Когда Таня ушла, мама воскликнула:
— Поразительная самостоятельность в двенадцать лет! Прямо не верится. Эта Татьяна — настоящая маленькая женщина!
Через день Таня снова пришла и принесла большой рыбный пирог.
— Сама? — спросила мама.
— Сама. Папка пришел с моря. Я всегда пирог стряпаю, когда встречаю.
И снова мои отец и мать переглядывались, и отец сказал матери перед сном:
— Вот тебе дети восточной окраины Союза. Даже у тебя так вкусно не получается.
— Не получается, — согласилась мама. — Да я вообще плохо готовлю. Просто не представляю, что получится из Татьяны, например, в девятом классе.

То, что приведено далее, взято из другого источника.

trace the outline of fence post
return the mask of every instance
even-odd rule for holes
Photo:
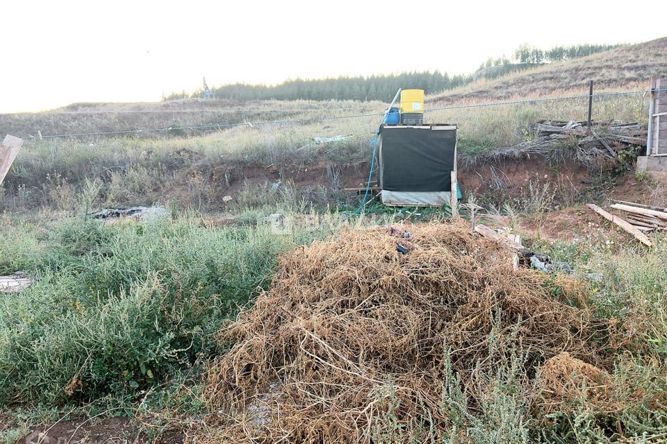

Скоро Таня сделалась необходимым человеком в нашей семье. Когда Федора Ивановича не было дома, она проводила вечера у нас, помогала маме готовить, а после школы мы вместе делали домашние задания.
Во многих случаях, даже в решении арифметических задач, Татьяна оказывалась сообразительнее меня. Сначала меня это злило. Какая-то пигалица, а мальчишеские дела может делать лучше иного мальчишки! Но Таня никогда не заносилась. Все у нее выходило как бы случайно, она даже сама удивлялась, как это у нее выходит.
— Хозяйка, — говорил Федор Иванович. — Нигде не пропадет. Мне нравилось, что Таня плавала ничем не хуже меня, любила походы в сопки, а в находкинском пионерлагере была единственной девчонкой, которая взяла все три приза: на соревнованиях по бегу, по умению стряпать и по быстроте разжигания костра. В шестом классе она уже сама себе шила платья и даже ухитрилась сшить джинсы ничем не хуже моих знаменитых «Ли».
А в седьмом она сразу здорово подросла и стала делать взрослую прическу. Смотрела на все вокруг немного прищуривая глаза, и это было так красиво, что я просто с ума сходил. А потом оказалось, что прищуривается она не нарочно, а оттого, что плохо видит вдаль. Мой отец посоветовал ей носить очки, но она отказалась.